Jedno auto, dwóch pijanych kierujących i ogromne zagrożenie w ruchu
Na trasie K – 61 w powiecie grajewskich doszło do kolizji. Uszkodzone zostały trzy samochody. Kolizję spowodował pijany mieszkaniec gminy Grajewo, który po zdarzeniu wysiadł zza kierownicy. Zastąpił go również pijany kolega. Policjanci zatrzymali sprawców, którzy trafili do policyjnego aresztu. Teraz ich sprawą zajmie się sąd.

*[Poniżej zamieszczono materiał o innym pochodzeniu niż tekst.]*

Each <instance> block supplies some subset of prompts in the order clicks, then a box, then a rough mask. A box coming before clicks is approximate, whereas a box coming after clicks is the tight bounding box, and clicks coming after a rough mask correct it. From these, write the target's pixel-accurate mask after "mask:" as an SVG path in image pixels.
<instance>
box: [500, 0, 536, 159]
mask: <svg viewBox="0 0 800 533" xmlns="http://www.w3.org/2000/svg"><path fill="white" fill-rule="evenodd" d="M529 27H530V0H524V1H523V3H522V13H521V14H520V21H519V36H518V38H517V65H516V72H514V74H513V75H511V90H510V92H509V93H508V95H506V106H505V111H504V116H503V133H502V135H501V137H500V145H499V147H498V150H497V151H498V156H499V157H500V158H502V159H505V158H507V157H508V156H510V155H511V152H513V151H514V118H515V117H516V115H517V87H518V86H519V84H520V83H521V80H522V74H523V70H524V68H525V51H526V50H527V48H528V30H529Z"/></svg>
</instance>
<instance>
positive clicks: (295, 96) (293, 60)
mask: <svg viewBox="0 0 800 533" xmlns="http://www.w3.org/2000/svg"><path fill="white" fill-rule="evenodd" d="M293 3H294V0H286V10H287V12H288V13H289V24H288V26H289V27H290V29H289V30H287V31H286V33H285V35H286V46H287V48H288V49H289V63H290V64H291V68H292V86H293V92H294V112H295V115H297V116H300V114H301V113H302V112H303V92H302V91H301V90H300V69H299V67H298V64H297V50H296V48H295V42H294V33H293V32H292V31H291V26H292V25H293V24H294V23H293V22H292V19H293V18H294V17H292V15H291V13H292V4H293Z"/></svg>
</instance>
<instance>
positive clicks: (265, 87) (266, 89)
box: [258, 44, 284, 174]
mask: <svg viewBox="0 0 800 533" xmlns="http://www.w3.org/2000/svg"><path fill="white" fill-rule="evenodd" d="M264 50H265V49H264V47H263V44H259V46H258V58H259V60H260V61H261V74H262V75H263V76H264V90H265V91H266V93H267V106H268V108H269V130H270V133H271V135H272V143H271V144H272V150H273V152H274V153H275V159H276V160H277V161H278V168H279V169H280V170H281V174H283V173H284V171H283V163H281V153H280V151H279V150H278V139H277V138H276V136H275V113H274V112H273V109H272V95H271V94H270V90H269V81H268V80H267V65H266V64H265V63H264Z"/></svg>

Wczoraj, około godz.18:00 dyżurny grajewskiej policji otrzymał informację o kolizji, do której doszło na trasie K 61, na odcinku Popowo - Guty. Na miejsce natychmiast pojechali policjanci. Z ustaleń funkcjonariuszy wynikało, iż kierujący toyotą jadąc od strony Szczuczyna w pewnym momencie zjechał na przeciwległy pas ruchu i otarł się o jadącego z naprzeciwka jeepa, którym kierował obywatel Łotwy. Następnie kierowca toyoty wrócił na swój pasu ruchu. Po przejechaniu kilkuset metrów uderzył w tył jadącego przed nim BMW. Po zderzeniu toyota zjechała w polną drogę. Tam za kierownice auta usiadł inny dotychczasowy pasażer tego auta. Gdy kierowcy zamienili się miejscami auto ruszyło polami w kierunku Szczuczyna. Kierujący samochodem ponownie próbował wrócić na trasę. Widzący to kierowcy jeepa i bmw zablokowali mu drogę niedopuszczając do dalszej jazdy. Gdy na miejsce przyjechali policjanci zastali dwóch kierujących toyotą, którzy usiłowali polubownie załatwić kolizję. Mężczyźni zostali zatrzymani przez mundurowych. Okazało się, iż obaj są mieszkańcami gminy Grajewo. 30 i 29 latek byli pijani. Badania alkomatem wykazały u pierwszego z nich 3,6 promila alkoholu, drugi miał blisko promil mniej. Okazało się, że razem z nimi autem podróżował jeszcze jeden mężczyzna. U niego badanie trzeźwości wykazało – 4 promile alkoholu. Jak ustalili mundurowi, mężczyzna spał nie zdając sobie sprawy z tego, co się wokół niego dzieje. Wszyscy trzej zostali zatrzymali w policyjnym areszcie. Teraz ich sprawą zajmie się sąd. Niestety ten przypadek nie jest odosobnionym przykładem lekkomyślności i zupełnego braku odpowiedzialności niektórych kierowców na drodze. Policjanci kolejny raz zwracają się z apelem: „Piłeś? Nie jedź!”.